It was the early afternoon of Jan. 8, and for a moment the three of them stood there—the colt, the trainer and the owner-breeder—looking as if they might be posing together for one of those big, solemn oil paintings that would one day hang in the National Museum of Racing. They symbolized not only much that made 1988 such an extraordinary year in racing but also what 1989 might yet turn out to be—something even more exceptional. That is, a year in which this royally bred chestnut—with an owner possessed of a pedigree the equal of his and a trainer who knew nothing about horses just 20 years ago—could become America's 12th Triple Crown winner.
Easy Goer is the solid winter-book favorite to win the Kentucky Derby, which will be run on May 6. Phipps was voted two Eclipse awards, as both outstanding owner and breeder, and McGaughey (pronounced muh-GAY-hee) won the trophy as America's leading trainer. And the colt wasn't even the most distinguished horse in the stable. What really earned McGaughey his Eclipse was the job he did with Phipps's Personal Ensign, last year's champion older filly. When she nipped Kentucky Derby winner Winning Colors at the wire in the Breeders' Cup Distaff last fall, at the end of the most heart-stopping stretch run of the year, she became the first major American racehorse to retire undefeated (13-0) since Colin left the racetrack 80 years before. McGaughey also campaigned Phipps's Seeking the Gold, making him one of the nation's leading 3-year-olds, as well as major-stakes winners Personal Flag, Mining, and Cadillacing, a full sister to Easy Goer.
What made the achievements of the two men so notable is that they represented a throwback in the sport, a way of racing that had appeared to be endangered. Phipps breeds, raises and races all his own horses, buying none of them at the sales, and last year those horses were all out of mares he had bred and raced himself.
Although McGaughey never had more than 30 horses in training in 1988, they ended up winning nearly $7.2 million in purses, a staggering amount considering that his horses started in only 215 races.
Because of his work last year, particularly with Personal Ensign and Seeking the Gold, the 38-year-old McGaughey has come to be viewed as perhaps the brightest young trainer in America. "Sometimes I have to pinch myself and ask, 'How could this happen to me?' " he says. He not only has his first Eclipse, but better yet, the Kentucky boy has turned the corner into the new year with the winds toward Louisville blowing at his back. "To have the champion 2-year-old colt, and going to the Kentucky Derby!" he says. "I've dreamed about it so long—I've had it in me so long."
And to be having his success with the Phipps stable makes it all the more special. Way back in the mid-1970s, when he was working as an unknown assistant to trainer David Whiteley, McGaughey remembers walking to the deli near the main gate at Belmont Park, stopping at the end of the Phipps barn, looking down the long shedrow and gazing at the stalls decorated in emblems of cherry red and black, the famous Phipps colors. "The wooden wall boxes, the stalls with horses, the men playing checkers," he says. "I'd stand at the end of that shed and say to myself, 'If one day I could train those horses, that would be the ultimate dream.' "
As unlikely as that might have seemed at the time, it was no more so than McGaughey working on the race-track in the first place.
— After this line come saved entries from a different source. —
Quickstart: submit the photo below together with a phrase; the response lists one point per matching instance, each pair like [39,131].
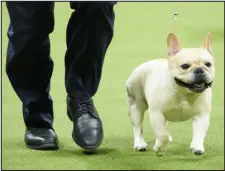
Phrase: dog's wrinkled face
[192,68]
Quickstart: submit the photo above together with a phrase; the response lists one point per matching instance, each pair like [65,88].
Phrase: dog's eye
[208,64]
[185,66]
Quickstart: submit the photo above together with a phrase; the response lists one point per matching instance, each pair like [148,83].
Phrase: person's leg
[89,33]
[29,65]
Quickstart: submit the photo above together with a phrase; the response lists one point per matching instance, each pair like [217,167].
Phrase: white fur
[152,87]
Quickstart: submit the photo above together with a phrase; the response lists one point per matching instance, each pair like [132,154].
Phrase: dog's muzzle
[196,87]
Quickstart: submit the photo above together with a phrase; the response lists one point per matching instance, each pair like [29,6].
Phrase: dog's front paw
[197,149]
[159,150]
[140,145]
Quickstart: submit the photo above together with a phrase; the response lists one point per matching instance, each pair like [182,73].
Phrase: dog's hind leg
[170,137]
[136,114]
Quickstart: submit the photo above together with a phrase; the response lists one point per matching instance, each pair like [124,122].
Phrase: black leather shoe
[41,139]
[87,126]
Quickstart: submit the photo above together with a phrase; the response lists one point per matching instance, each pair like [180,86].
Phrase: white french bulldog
[173,89]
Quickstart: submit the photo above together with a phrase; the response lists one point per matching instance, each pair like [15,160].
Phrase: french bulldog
[173,89]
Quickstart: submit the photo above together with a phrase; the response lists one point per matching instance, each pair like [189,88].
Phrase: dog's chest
[179,110]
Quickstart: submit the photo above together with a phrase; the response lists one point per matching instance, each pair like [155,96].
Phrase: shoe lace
[85,107]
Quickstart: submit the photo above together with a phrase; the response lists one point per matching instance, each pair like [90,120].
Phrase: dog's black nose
[198,71]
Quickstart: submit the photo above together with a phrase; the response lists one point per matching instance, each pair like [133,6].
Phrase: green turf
[140,35]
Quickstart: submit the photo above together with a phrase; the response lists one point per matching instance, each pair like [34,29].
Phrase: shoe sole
[43,147]
[88,148]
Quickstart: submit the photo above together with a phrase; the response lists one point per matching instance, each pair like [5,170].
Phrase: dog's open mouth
[196,87]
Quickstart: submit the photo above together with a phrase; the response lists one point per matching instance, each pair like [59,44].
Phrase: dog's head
[191,68]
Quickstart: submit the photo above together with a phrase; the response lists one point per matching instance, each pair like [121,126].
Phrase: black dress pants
[29,65]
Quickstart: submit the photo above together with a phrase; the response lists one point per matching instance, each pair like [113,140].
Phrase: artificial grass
[141,29]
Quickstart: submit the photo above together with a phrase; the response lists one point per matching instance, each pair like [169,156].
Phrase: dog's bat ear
[173,44]
[208,43]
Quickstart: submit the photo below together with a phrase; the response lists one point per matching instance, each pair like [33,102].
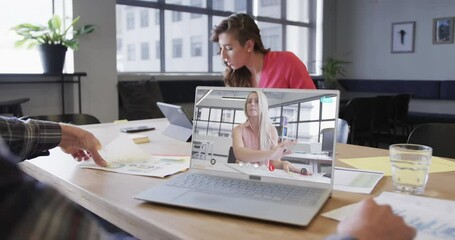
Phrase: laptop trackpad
[200,198]
[242,207]
[219,203]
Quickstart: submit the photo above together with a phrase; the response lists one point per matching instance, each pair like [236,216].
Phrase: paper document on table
[382,164]
[354,180]
[432,218]
[124,156]
[263,170]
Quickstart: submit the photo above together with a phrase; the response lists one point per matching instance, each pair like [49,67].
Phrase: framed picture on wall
[443,30]
[403,37]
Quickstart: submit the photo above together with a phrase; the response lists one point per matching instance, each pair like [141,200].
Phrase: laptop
[253,190]
[180,125]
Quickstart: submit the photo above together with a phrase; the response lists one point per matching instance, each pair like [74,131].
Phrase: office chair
[439,136]
[76,118]
[231,156]
[342,131]
[400,116]
[358,114]
[13,107]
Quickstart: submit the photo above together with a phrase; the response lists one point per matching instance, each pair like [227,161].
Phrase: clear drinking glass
[410,166]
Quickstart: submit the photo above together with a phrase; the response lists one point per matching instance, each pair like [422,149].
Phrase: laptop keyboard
[249,189]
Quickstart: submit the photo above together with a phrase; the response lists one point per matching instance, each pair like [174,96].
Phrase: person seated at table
[256,140]
[373,222]
[30,209]
[250,64]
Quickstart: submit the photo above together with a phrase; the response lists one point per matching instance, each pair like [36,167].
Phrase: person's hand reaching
[372,221]
[81,144]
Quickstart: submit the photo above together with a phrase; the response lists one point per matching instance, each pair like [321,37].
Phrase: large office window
[145,53]
[196,46]
[177,48]
[12,13]
[283,27]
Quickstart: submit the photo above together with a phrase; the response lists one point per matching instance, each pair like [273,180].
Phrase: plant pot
[52,58]
[326,85]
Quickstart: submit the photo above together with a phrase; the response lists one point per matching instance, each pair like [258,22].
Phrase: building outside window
[130,21]
[283,28]
[196,46]
[144,18]
[131,54]
[176,16]
[145,54]
[157,17]
[295,31]
[177,48]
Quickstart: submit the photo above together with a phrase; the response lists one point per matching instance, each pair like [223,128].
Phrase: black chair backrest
[401,102]
[439,136]
[76,118]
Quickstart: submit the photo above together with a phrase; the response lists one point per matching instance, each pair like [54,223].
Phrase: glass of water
[410,167]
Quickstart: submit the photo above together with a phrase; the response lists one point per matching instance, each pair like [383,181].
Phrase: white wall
[97,57]
[363,36]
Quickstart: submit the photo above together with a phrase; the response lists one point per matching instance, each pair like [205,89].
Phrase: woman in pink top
[249,64]
[256,140]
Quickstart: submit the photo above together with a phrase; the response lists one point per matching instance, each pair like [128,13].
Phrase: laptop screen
[228,123]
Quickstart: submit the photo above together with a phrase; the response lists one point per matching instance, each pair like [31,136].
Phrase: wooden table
[109,195]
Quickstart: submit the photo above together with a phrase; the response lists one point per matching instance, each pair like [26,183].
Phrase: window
[196,46]
[284,27]
[218,4]
[240,6]
[177,48]
[130,21]
[131,52]
[144,18]
[176,16]
[271,35]
[267,3]
[157,50]
[157,17]
[145,51]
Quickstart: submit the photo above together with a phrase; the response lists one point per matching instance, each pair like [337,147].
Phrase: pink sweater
[284,70]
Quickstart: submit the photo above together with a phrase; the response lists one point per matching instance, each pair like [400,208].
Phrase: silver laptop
[217,182]
[180,125]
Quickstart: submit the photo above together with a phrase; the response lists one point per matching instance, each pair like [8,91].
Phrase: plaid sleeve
[31,137]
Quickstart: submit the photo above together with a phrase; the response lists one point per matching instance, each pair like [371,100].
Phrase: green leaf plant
[54,33]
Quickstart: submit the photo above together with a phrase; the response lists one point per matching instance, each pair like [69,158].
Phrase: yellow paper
[382,164]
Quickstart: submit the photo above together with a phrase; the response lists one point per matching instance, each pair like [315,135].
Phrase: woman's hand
[81,144]
[288,166]
[282,149]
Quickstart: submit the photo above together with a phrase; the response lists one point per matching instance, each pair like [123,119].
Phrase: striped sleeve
[31,137]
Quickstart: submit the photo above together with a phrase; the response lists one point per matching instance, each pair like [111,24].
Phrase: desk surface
[109,195]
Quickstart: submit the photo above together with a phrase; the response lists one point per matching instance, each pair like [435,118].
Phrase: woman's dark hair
[243,28]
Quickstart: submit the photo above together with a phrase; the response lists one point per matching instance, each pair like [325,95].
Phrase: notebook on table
[248,189]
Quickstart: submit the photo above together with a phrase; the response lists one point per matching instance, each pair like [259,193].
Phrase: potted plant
[53,40]
[331,69]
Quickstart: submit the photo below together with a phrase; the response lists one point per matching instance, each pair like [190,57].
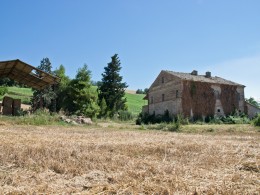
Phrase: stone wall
[251,110]
[165,94]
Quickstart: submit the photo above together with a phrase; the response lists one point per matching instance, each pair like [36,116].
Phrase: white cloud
[244,71]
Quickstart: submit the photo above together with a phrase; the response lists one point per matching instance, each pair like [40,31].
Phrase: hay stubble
[99,160]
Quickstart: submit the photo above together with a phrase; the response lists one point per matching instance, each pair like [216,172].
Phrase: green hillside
[134,101]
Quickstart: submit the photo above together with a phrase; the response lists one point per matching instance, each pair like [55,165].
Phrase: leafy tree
[81,98]
[44,98]
[252,101]
[139,91]
[61,88]
[111,88]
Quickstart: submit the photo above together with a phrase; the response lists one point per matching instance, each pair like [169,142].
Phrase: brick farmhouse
[195,96]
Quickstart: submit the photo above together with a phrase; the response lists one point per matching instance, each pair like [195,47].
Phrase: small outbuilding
[26,74]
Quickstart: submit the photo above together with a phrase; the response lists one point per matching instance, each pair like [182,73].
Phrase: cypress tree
[111,88]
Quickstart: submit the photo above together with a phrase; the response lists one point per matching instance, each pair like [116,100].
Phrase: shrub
[257,121]
[3,90]
[125,115]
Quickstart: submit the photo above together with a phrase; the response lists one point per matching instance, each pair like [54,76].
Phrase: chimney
[208,74]
[194,72]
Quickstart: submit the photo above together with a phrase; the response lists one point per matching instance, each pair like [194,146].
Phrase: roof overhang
[26,74]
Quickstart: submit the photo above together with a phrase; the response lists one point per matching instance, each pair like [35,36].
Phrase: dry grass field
[120,159]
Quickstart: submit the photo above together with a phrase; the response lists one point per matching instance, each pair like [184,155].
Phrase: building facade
[193,95]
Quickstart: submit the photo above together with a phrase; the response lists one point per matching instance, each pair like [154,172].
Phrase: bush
[3,90]
[257,121]
[125,115]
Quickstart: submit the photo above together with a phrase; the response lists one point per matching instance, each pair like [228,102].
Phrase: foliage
[252,101]
[80,98]
[256,121]
[234,118]
[3,90]
[61,88]
[140,91]
[19,93]
[10,82]
[145,118]
[125,115]
[111,88]
[44,98]
[103,108]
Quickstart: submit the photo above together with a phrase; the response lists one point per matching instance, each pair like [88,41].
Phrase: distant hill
[134,101]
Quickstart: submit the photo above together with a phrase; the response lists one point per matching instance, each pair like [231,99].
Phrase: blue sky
[148,35]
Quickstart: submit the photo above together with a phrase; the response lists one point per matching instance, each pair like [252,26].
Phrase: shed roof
[202,78]
[26,74]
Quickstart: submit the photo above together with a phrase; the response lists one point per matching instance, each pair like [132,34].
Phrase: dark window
[217,95]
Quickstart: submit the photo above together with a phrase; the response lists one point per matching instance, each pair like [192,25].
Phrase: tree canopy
[112,89]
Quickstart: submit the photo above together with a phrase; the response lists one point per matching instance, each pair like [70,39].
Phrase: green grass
[134,101]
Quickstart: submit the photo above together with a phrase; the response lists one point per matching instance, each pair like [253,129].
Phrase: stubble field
[121,159]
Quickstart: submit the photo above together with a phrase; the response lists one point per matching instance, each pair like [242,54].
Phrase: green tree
[61,88]
[46,97]
[252,101]
[111,88]
[81,98]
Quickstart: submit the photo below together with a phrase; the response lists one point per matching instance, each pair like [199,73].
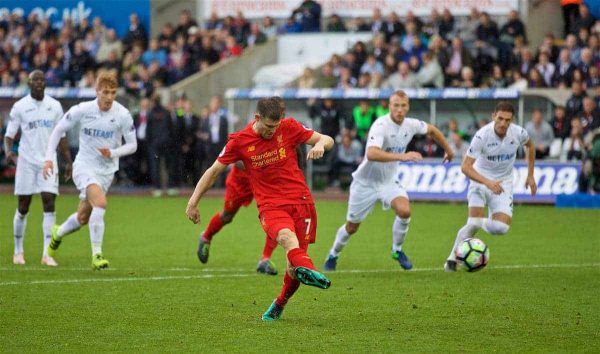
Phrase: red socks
[214,226]
[269,247]
[299,258]
[290,285]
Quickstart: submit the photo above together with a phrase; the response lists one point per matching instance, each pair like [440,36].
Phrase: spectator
[467,78]
[268,27]
[346,81]
[541,133]
[535,79]
[584,20]
[188,125]
[109,43]
[307,80]
[546,68]
[573,148]
[336,24]
[570,9]
[512,29]
[446,26]
[372,66]
[363,117]
[136,33]
[141,171]
[309,14]
[255,36]
[158,140]
[564,68]
[154,52]
[549,47]
[428,148]
[291,26]
[560,125]
[328,116]
[185,23]
[232,49]
[458,146]
[219,128]
[430,75]
[393,27]
[326,79]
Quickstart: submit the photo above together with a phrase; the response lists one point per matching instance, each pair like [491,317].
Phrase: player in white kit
[489,164]
[376,177]
[104,123]
[35,115]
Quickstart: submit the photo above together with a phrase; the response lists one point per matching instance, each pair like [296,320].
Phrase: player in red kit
[267,148]
[238,193]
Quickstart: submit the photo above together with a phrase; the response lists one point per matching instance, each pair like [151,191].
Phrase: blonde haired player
[35,115]
[103,124]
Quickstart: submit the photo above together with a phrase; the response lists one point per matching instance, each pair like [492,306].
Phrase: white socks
[97,229]
[47,223]
[399,230]
[69,226]
[341,239]
[467,231]
[492,227]
[495,227]
[19,225]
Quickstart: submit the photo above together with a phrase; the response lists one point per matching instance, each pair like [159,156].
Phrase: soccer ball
[473,254]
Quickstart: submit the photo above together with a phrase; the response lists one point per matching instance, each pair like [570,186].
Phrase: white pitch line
[244,275]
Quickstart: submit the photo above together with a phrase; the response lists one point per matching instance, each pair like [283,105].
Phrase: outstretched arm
[11,158]
[320,143]
[206,181]
[439,138]
[375,153]
[469,171]
[530,155]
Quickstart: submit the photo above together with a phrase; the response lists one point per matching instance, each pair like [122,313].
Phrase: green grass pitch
[539,292]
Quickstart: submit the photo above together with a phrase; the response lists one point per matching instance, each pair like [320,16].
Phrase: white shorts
[30,180]
[363,197]
[480,196]
[83,178]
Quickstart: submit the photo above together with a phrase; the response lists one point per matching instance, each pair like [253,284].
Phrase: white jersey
[36,119]
[98,129]
[495,157]
[390,137]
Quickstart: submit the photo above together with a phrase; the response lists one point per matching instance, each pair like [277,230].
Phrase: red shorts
[238,193]
[236,198]
[300,218]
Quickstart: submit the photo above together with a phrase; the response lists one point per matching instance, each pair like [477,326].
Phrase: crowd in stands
[469,52]
[72,54]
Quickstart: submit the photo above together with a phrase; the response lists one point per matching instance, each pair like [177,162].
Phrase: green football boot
[54,242]
[273,313]
[99,262]
[312,278]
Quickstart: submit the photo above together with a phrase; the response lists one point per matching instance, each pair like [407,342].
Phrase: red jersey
[271,163]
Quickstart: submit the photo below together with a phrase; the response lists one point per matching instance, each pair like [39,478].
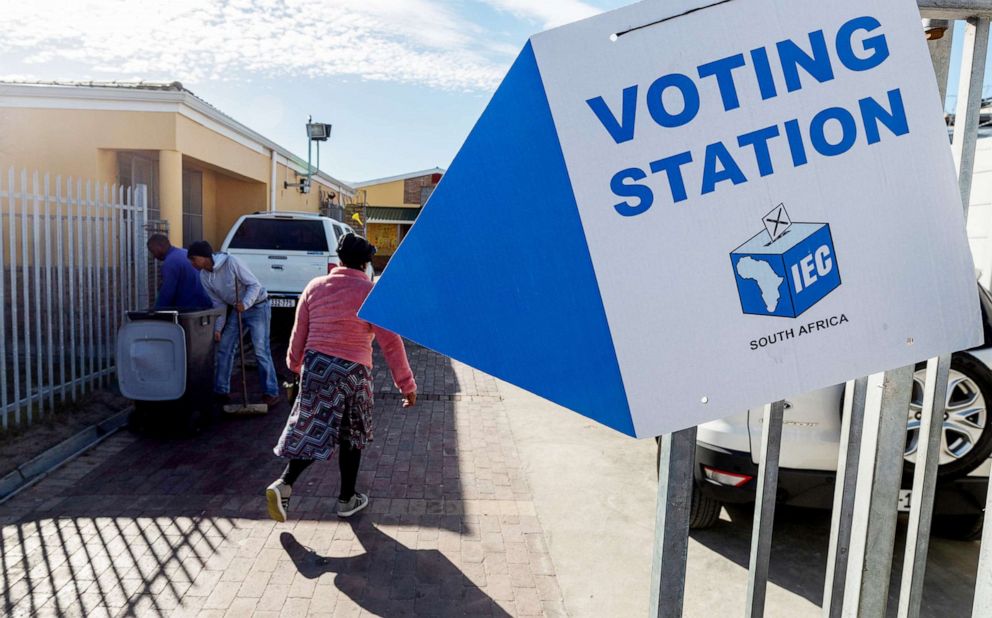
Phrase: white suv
[286,250]
[727,450]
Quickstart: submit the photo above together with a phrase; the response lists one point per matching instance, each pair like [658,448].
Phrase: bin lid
[151,360]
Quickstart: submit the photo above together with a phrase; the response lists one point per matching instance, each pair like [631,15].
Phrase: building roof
[152,96]
[379,181]
[386,214]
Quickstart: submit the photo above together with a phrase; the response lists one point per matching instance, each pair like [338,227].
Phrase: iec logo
[787,268]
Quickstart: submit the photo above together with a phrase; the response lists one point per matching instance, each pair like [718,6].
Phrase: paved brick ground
[169,526]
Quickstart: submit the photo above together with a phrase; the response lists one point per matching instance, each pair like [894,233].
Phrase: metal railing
[872,447]
[72,261]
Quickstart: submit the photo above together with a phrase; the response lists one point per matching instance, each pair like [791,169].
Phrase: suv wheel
[966,438]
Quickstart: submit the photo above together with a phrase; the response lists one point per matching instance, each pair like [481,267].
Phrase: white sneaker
[277,499]
[349,508]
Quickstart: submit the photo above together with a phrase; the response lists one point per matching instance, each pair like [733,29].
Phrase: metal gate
[72,261]
[870,465]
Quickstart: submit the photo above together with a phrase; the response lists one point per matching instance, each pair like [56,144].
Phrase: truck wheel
[959,527]
[966,437]
[705,511]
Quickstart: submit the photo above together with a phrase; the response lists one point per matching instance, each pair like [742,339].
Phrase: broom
[245,408]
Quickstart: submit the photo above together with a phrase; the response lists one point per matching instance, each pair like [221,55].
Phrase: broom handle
[241,342]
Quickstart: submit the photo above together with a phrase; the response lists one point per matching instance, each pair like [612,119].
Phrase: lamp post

Though born in Lexington, Ky., right in the hub of the Bluegrass, he grew up knowing far more about a five-iron than a stirrup iron. In his youth, except for an occasional visit to Keeneland racecourse with his father, who helped run the family's prosperous laundry and dry cleaning business, McGaughey knew nothing about horses. At 5'5", he was too small for high school team sports, so he took up golf, and he attacked the game with the same zeal he later brought to training horses.
By the time he was 17 he was down to a three handicap. His mother, Mildred, had once tried to coax him into horseback riding, but that adventure lasted only a day. "He came home and said, 'I really don't like cleaning the feet of those horses,' " she recalls. So it was something of a wonder to his family that when he dropped out of Ole Miss after his sophomore year, he got a job walking hots at Keeneland for $40 a week. He knew by then that golf was not for him, at least as a way to earn a living. He simply wasn't good enough.
McGaughey had begun attending the races regularly, and suddenly found himself caught up in the seductive rhythms of the racetrack, a world as insular as a traveling circus. "I liked sports, and it gave me a chance to play a competitive game, to compete," he says. "I liked the atmosphere of the racetrack as a bettor. I liked the action. I liked reading the Daily Racing Form. I liked being around the barn. I liked the idea that you could make your own destiny."
It was a filly, Sweet Lover, who really sank the racing hook into him. He was a groom at Latonia racetrack in Kentucky in the fall of 1971, and Sweet Lover was the first horse he ever took to the post. He was making $60 a week at the time, and he bet $4 to win on her. She did just that and paid $165 for a $2 bet, giving McGaughey a profit for the day, he remembers, of precisely $326. "I was rich for two weeks," he says.